Le sang noir des tranchées

« Allons enfants de la patrie/Le jour de gloire est arrivé ». L'espoir d'une patrie reconnaissante pousse Alfa et Mademba, deux presque frères sénégalais à rejoindre le front français. Là-bas, on le dit, il n'y a plus de différences. Un destin commun unit tous les poilus dans un même sentiment de camaraderie. Là-bas, le sang qui coule n'a qu'une seule couleur. Là-bas, le sang est noir. Et puis, l'exotisme des chocolats est divertissant. Là-bas, ils sont des soldats presque comme les autres. Mais en guise de gloire, ces deux frères d'âmes trouvent les tranchées, la boue collante, l'odeur âcre du sang qui brûle et des viscères ; l'odeur puissante de la mort qui frappe Mademba aux premiers combats.

Le sang d'Alfa ne fait qu'un tour. « Aux armes, citoyens ! Formez vos bataillons ! » Pris de fureur vengeresse, il donne libre cours à sa réputation de sauvage cannibale. Troquant sa baïonnette contre son coupe-coupe de paysan, transformant les champs de bataille en savane et la guerre en un safari aux allures grotesques, il part à la chasse des yeux bleus jumeaux qui ont tué son ami d'enfance et se mue en grand fauve.

« Entendez-vous dans nos campagnes/Mugir ces féroces soldats ? » Pour tous, il devient la mort – La mort noire, plus forte encore que les obus, que les éventrations, que les gaz asphyxiants. Il devient la promesse de la mort, plus forte encore que la mort qui rode en permanence autour des hommes. Mais quoi de mieux que la comédie de la folie pour la déjouer et rester vivant dans ce monde privé de tout sens, ce monde où les Français tue les soldats français parce qu'ils refusent de mourir ?

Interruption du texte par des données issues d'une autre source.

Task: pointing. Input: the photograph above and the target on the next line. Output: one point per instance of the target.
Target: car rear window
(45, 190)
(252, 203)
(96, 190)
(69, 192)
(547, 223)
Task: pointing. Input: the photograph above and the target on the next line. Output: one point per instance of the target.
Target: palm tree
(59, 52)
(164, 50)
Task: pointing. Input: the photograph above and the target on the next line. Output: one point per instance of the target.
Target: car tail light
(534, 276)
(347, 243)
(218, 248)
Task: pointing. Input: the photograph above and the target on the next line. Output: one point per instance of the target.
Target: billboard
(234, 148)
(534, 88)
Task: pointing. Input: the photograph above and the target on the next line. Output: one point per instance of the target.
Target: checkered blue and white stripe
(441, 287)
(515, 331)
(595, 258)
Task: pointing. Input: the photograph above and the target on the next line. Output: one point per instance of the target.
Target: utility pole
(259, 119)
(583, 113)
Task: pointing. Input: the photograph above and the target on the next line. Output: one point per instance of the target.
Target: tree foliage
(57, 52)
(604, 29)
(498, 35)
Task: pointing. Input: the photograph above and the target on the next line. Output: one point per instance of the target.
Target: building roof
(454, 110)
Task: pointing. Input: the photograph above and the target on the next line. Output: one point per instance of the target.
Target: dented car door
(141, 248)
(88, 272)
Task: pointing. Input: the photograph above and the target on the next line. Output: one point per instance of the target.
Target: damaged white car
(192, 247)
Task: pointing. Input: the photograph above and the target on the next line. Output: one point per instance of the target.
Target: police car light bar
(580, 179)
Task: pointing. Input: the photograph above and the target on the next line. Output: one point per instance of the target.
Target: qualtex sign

Le parcours de ce nouveau Candide – égaré sur un sol qui se dérobe sous ses pieds et dans une France qui le rejette – offre un point de vue inhabituel sur l'épopée tragique des poilus, dans un récit bref qui mêle la fraicheur des contes africains et le réalisme cru, quasi chirurgical, des descriptions des corps en décomposition. Dans une langue puissante mais tout en retenue, David Diop donne littéralement corps à ce qui est connu dans l'Histoire sous le nom de « La Grande Boucherie », la bien-nommée. Il montre à quel point, loin des slogans patriotes ou revanchards, elle fut avant tout une vaste entreprise de déshumanisation dont les conséquences furent profondes autant que durables. Car elle n'a pas seulement changé la face du monde : elle a aussi changé le coeur des hommes.